Brownsville road, of the old Red Stone road, as it was generally called, was prior to 1855 a highway of considerable importance. During the 30s, the road was constantly thronged with stage coaches, carrying mail and passengers to Brownsville. Here horses were changed and passengers proceeded by stage over the old National road to Washington arid Baltimore. In fact, the road was considered at one time the most direct route from Pittsburg to the east. Conestoga wagons loaded with freight and scores of vehicles used the road to Brownsville. For thirty years the road was in constant use.
— Charles R. M'Murtie, The Pittsburgh Press (September 23, 1900) (Note: Note: The phrasing and viewpoint of this newspaper's 'interests and tourism piece' is written from the view point of Pittsburghers as a focus. Hence it pays little attention to the fact Brownsville was the bigger town until near the end of the 1850s when the Pennsylvania Railroad connected the Eastern Seaboard with the mid-west; the role Brownsville had been fulfilling.)

==19th century==
It was the route along which telegraph lines first entered Pittsburgh. There are relatively few roads connecting the floodplain of the Monongahela River with the higher elevations to the south and west of the river. Originally, Brownsville road connected with the floodplain by the road now known as Arlington Avenue. In 1851 a turnpike company was chartered by the State of Pennsylvania to pave the Pittsburgh end of the road, and to connect it with South Eighteenth Street. After this construction, the northern end of Brownsville Road connected to S. Eighteenth Street at the crossing of the Pittsburgh, Virginia and Charleston Railway. Many cemeteries were sited along the road as part of the Rural Cemetery Movement. In the 1880s, an "electric road" was built from Mount Oliver to the Concord Presbyterian Church, an area of Carrick also known as Crailo or Spiketown.

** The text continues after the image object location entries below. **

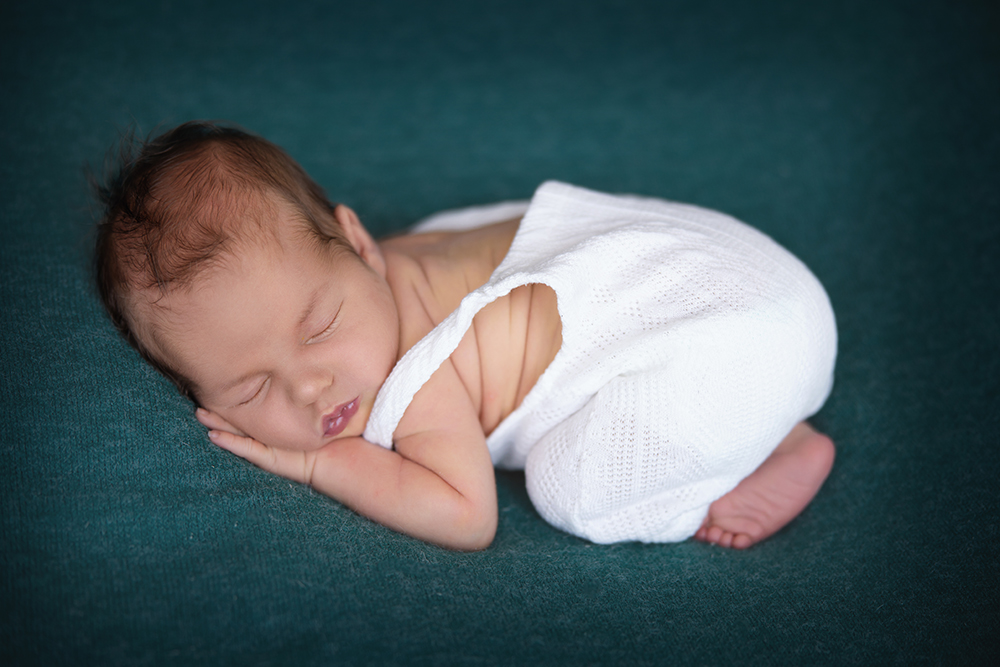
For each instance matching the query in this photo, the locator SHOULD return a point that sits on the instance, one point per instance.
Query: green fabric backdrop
(861, 135)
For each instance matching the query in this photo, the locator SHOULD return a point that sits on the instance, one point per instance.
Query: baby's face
(289, 344)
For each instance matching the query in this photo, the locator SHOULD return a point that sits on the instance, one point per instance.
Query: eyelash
(257, 393)
(328, 329)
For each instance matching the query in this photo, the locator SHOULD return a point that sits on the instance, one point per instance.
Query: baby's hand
(296, 466)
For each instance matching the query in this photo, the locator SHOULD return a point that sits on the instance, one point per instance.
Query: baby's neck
(511, 341)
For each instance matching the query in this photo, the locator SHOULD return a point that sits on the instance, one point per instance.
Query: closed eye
(258, 393)
(328, 329)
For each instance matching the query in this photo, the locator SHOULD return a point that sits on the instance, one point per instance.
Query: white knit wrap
(692, 344)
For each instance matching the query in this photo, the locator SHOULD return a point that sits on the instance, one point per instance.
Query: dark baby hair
(174, 203)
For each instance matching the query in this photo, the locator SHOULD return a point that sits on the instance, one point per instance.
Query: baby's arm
(437, 485)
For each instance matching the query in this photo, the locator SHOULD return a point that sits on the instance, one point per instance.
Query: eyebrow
(313, 300)
(246, 377)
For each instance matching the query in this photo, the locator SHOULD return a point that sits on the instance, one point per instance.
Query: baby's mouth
(336, 421)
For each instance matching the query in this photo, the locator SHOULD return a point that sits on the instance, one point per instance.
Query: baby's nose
(310, 386)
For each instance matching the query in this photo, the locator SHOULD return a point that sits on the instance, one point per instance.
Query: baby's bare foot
(773, 494)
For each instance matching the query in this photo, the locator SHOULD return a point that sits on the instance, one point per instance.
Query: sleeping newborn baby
(648, 364)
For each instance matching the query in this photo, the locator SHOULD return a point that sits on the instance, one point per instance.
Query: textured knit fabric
(692, 344)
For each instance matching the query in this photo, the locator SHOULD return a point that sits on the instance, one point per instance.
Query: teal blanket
(863, 136)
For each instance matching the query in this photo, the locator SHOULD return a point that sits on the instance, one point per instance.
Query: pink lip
(336, 421)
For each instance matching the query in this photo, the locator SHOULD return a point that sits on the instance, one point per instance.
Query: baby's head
(197, 200)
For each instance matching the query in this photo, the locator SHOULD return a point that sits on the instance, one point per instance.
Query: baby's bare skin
(437, 482)
(774, 494)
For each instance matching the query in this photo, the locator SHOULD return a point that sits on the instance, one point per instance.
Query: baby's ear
(359, 238)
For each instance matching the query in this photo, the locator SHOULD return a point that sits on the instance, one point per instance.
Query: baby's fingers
(292, 465)
(213, 421)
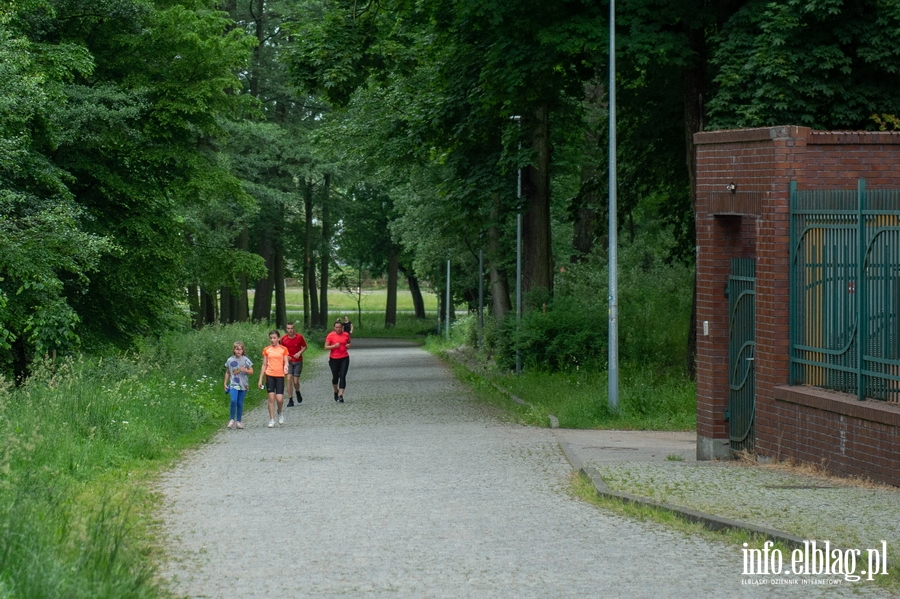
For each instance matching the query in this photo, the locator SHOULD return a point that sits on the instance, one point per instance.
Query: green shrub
(570, 331)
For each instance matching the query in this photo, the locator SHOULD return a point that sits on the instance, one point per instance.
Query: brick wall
(754, 222)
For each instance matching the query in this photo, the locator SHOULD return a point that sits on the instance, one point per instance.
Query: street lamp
(613, 366)
(518, 120)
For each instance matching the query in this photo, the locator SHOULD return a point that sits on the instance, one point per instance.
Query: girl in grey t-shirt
(237, 369)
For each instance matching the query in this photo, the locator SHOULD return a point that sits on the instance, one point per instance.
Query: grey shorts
(295, 368)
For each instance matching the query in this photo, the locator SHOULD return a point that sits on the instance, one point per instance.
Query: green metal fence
(845, 290)
(741, 349)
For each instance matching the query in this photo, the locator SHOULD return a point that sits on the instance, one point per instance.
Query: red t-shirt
(343, 339)
(294, 345)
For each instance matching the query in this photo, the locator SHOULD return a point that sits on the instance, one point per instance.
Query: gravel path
(413, 489)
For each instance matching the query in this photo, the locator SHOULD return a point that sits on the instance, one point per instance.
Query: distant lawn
(374, 300)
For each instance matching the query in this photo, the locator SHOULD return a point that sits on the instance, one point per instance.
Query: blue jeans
(237, 403)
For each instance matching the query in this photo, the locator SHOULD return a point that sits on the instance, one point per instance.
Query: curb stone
(708, 521)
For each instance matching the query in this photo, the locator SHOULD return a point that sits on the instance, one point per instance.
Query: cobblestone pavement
(414, 489)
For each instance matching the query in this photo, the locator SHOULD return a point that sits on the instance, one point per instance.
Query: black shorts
(295, 368)
(275, 384)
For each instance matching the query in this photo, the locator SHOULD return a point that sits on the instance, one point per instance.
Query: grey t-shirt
(238, 380)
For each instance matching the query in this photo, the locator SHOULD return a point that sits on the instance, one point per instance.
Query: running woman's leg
(335, 374)
(342, 385)
(240, 404)
(233, 393)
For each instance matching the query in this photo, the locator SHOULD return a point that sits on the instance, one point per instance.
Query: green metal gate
(845, 290)
(741, 351)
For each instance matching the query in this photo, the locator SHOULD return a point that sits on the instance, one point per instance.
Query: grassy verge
(82, 442)
(649, 399)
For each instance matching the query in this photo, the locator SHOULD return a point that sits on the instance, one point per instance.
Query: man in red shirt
(296, 345)
(337, 343)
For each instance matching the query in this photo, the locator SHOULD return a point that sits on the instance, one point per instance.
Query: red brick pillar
(748, 221)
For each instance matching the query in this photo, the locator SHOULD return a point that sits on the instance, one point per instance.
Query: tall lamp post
(613, 366)
(447, 302)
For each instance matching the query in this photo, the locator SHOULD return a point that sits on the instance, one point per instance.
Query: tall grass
(82, 439)
(563, 347)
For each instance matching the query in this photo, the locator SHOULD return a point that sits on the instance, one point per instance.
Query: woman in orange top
(338, 342)
(275, 368)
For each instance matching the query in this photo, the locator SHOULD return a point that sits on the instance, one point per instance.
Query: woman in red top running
(338, 342)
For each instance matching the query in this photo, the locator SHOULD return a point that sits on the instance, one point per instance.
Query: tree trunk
(586, 205)
(225, 305)
(499, 287)
(308, 318)
(537, 264)
(694, 79)
(242, 309)
(262, 298)
(325, 252)
(208, 306)
(278, 259)
(418, 300)
(194, 305)
(316, 316)
(258, 8)
(390, 310)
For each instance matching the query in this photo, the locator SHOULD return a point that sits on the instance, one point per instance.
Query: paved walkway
(414, 489)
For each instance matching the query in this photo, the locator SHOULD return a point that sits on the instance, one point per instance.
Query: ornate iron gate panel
(845, 290)
(741, 352)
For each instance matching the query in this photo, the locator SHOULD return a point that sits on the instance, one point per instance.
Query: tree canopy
(179, 159)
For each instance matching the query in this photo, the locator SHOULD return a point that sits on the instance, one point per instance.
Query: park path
(414, 489)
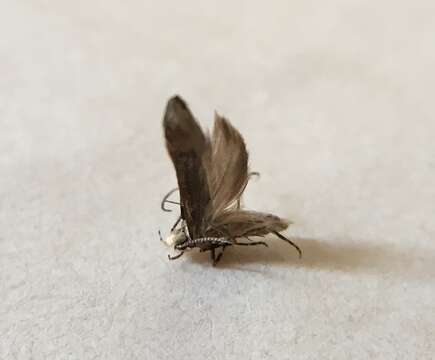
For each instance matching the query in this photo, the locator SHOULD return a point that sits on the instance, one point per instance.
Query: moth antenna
(165, 200)
(176, 256)
(253, 243)
(290, 242)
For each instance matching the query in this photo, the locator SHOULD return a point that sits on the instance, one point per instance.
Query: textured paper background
(335, 100)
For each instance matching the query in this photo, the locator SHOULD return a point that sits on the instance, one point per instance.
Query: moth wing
(186, 145)
(244, 223)
(227, 167)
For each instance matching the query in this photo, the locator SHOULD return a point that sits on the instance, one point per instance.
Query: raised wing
(187, 144)
(227, 167)
(242, 223)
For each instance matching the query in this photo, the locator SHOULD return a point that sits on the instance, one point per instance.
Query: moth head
(176, 237)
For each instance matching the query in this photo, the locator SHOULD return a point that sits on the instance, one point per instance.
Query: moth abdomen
(208, 241)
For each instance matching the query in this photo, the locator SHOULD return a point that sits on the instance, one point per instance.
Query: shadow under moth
(212, 173)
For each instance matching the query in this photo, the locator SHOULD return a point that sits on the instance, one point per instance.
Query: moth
(212, 174)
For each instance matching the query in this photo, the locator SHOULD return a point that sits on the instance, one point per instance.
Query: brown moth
(212, 173)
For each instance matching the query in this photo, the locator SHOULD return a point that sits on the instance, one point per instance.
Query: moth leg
(165, 200)
(175, 256)
(253, 243)
(290, 242)
(213, 256)
(176, 223)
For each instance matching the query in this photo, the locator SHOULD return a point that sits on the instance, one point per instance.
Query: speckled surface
(335, 101)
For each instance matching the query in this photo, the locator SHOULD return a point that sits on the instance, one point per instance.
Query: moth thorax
(175, 237)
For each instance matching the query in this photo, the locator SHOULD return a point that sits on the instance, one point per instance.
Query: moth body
(176, 237)
(212, 174)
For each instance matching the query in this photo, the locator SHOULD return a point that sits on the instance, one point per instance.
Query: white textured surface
(336, 102)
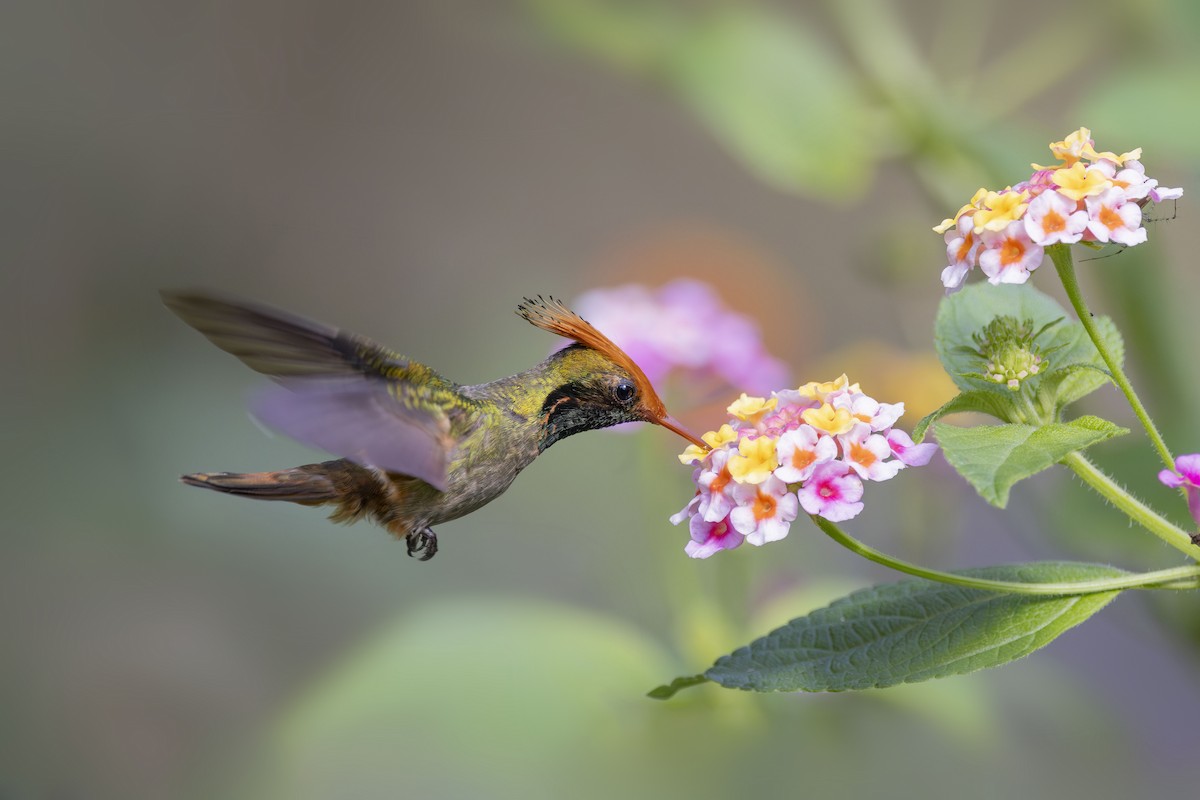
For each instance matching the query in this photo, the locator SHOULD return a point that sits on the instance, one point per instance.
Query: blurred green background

Brownsville Road became a route out of the city for amusement and entertainment, including prize fighting.

==20th century==
Streetcar tracks of the Pittsburgh Railways Co. ran down the road until 1971, ending just past the border of Pittsburgh at the "Brentwood Loop". They were part of the 53 Carrick, the 53's rush-hour variant 47 Carrick via Tunnel, and the 77/54 North Side–Carrick via Bloomfield ("Flying Fraction"), streetcar runs.